Araba bir evde durduğunda arabadan inerek etrafıma bakınmıştım. Büyük bahçeyi aydınlatan aslan heykelleri vardı. Bahçenin ortasında büyük bir süs havuzu vardı ve orada da aslan heykeli vardı. Heykelin ağzından su çıkıyordu. Ne aslan sevgisi var insanlarda. Egemen'e döndüm.

"Bu ev kiminse aslanlara tapıyor sanırım."

"Yok Rüya, onlar tapmaktan değil egodan."

"Nasıl yani?"

"Bu evin sahibinin ismi Aslan."

"Ego abidesi," dedim gülerek.

"Egoist piçin önde gideni." O sırada kapıdan Yaman çıkmıştı. Göz göze geldiğimizde gülümsedi. Hızlı adımlarla merdivenlerden inerek yanıma geldi. Birden bana sarıldı.

"Çok mu özledin?" dedim gülerek.

"Çok özledim," dediğinde bir şey diyememiştim. Hayır ne diyebilirdim ki? Adam beni özlediğini söylüyordu. Kollarından ayrıldım. "Nasıl geçti?"

"Yarın akşam Fikret Yüce tarafından seninle yemeğe davetliyiz."

"Öyle mi? Gitmek istiyor musun? Benim için sorun değil gidebiliriz. Sen istiyor musun?"

"Gideriz o hâlde." Gülümsedi. Ardından Egemen'e baktı.

"Ne haber kardeşim?"

"İyidir kardeşim. Senden ne haber?"

"İyilik." Yaman yeniden bana baktı. "İçeride Örgüt'ün üyeleri var. Seni buraya çağırdım çünkü herkese evlendiğimizi duyuracağım. Bir de, sana bahsettiğim adamı hatırlıyor musun?"

"Hangi adam?"

"Babamı öldürüp örgütün başına geçen adam. Bu ev ona ait. Bu geceki toplantı burada. Ve seni o da görecek. Nasıl bir izlenim bırakırsak, o kadar çekineceklerdir bizden. Bu yüzden senden istediğim, yalnızca bir saat için merhametini bir kenara bırakman."

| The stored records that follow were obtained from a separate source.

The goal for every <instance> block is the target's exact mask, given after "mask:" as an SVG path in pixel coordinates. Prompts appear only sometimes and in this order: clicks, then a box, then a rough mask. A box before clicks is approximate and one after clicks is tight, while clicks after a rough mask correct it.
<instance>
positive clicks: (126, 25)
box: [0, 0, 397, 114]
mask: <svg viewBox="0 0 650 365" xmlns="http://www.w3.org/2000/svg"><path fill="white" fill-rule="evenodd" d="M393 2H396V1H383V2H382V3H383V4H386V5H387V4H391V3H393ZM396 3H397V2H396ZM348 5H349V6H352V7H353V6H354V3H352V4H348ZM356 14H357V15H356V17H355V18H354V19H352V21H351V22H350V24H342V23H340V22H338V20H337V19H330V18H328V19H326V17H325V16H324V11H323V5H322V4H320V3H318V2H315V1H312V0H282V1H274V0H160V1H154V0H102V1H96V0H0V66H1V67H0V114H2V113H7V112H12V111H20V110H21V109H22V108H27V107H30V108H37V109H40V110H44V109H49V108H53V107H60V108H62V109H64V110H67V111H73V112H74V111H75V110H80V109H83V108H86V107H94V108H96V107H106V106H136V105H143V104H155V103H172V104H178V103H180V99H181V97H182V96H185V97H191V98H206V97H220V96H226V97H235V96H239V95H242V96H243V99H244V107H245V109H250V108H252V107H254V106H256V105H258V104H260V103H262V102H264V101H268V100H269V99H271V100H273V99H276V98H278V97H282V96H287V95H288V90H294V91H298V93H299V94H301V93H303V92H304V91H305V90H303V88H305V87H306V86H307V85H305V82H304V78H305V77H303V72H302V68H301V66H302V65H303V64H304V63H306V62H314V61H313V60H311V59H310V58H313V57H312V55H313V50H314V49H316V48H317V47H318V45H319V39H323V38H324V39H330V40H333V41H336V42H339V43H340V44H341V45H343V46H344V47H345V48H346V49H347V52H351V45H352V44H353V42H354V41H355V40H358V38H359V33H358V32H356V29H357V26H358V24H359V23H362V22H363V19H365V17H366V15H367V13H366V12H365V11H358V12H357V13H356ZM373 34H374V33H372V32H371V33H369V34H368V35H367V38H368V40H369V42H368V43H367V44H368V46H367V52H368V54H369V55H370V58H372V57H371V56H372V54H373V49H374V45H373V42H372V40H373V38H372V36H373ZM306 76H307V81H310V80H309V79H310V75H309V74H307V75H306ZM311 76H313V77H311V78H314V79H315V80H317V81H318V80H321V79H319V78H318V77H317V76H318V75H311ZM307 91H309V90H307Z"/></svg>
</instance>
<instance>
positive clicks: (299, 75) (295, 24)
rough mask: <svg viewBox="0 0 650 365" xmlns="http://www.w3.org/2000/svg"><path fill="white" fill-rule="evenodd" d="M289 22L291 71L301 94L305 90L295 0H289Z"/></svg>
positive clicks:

"O adama merhamet edeceğimi düşünüyorsun değil mi?" Başını salladı. "Benim merhametim bile hak edene Yaman."

"İçeri girelim mi?" Başımı salladım. O elini uzatmadan tuttum elini. Kaşları havalandı.

"Ne? Nasıl izlenim bırakırsak o kadar çekinecekler bizden demedin mi? Biz de evliyiz yani? İstemiyorsan tutmam sanki ben çok meraklıyım senin elini tutmaya." Güldü. Başını iki yana salladığında elimi çekmeme izin vermemiş aksine daha sıkı tutmuştu. Beraber önce merdivenlerden çıkmıştık. Ardından da büyük eve girmiştik. Merdivenlere geçtiğimizde alt kata indik. Önce loş bir ışık, altında da bilardo masası karşılamıştı bizi. Sonra ise bilardo masasının arkasındaki kapıdan geçerek büyük bir salona girmiştik. Uzun ve elips şeklindeki masada bir çok adam oturuyordu. Birkaç sandalye boştu. Adamlar ellerindeki içkilerini içiyorlardı. Bakışlar bize döndüğünde şaşırmıştı herkes. Niye bu kadar şaşırdıklarını gerçekten anlamamıştım. Yaman oturmam için sandalyemi çektiğinde gülümseyerek teşekkür etmiştim. Yüzündeki daha önce hiç görmediğim o sert ifade ben teşekkür ettiğimde yerini yumuşak bir tebessüme bırakmıştı. Ardından yine o sert adam gelmişti. Bu adamın çift karakterli olduğundan şüpheleniyorum. Gerçekten en yakın zamanda kolundan tutup bir psikiyatri servisine götüreceğim. Masanın üzerinden elimi tuttuğunda büyük salonda bir uğultu vardı. Herkes kendi arasında konuşuyordu. Gerçekten bu kadar şaşıracak ne vardı anlamıyordum. Herkes saatine baktığında ben de Yaman'ın kolundaki saate baktım. Saat tam dokuz buçuk olmuştu. Herkes sandalyesine yerleşirken bizim tam karşımızdaki sandalye boştu. O sırada salona orta yaşlarda bir adam hızla giriş yapmıştı.

"Hepiniz hoş geldiniz sevgili dostlarım," dedi adam. Ardından tam karşımızdaki boş sandalyeye geçtiğinde göz göze geldik. İsminin Aslan olduğunu hatırladığım adam başını iki yana yatırarak kütletti. "Ama bakıyorum ki birileri bu örgütün kurallarını unutmuş," dedi kendini sakin kalmaya zorlayan bir sesle. Ardından ellerini masaya öyle sert bir şekilde vurmuştu ki ses büyük salonda yankılanmıştı. "Yaman Karayel! Bu kaçıncı kural ihlâli!!" Yaman'ın elimi tutan eli uzaklaştı ve ayağa kalktı. Ellerini masaya koyarak başını öne eğerek güldü. Başını kaldırdığında ise gülüşünden eser yoktu. Karşısındaki adama öyle büyük bir nefretle bakıyordu ki. Bir gün bana böyle bakacağını düşünemiyordum bile.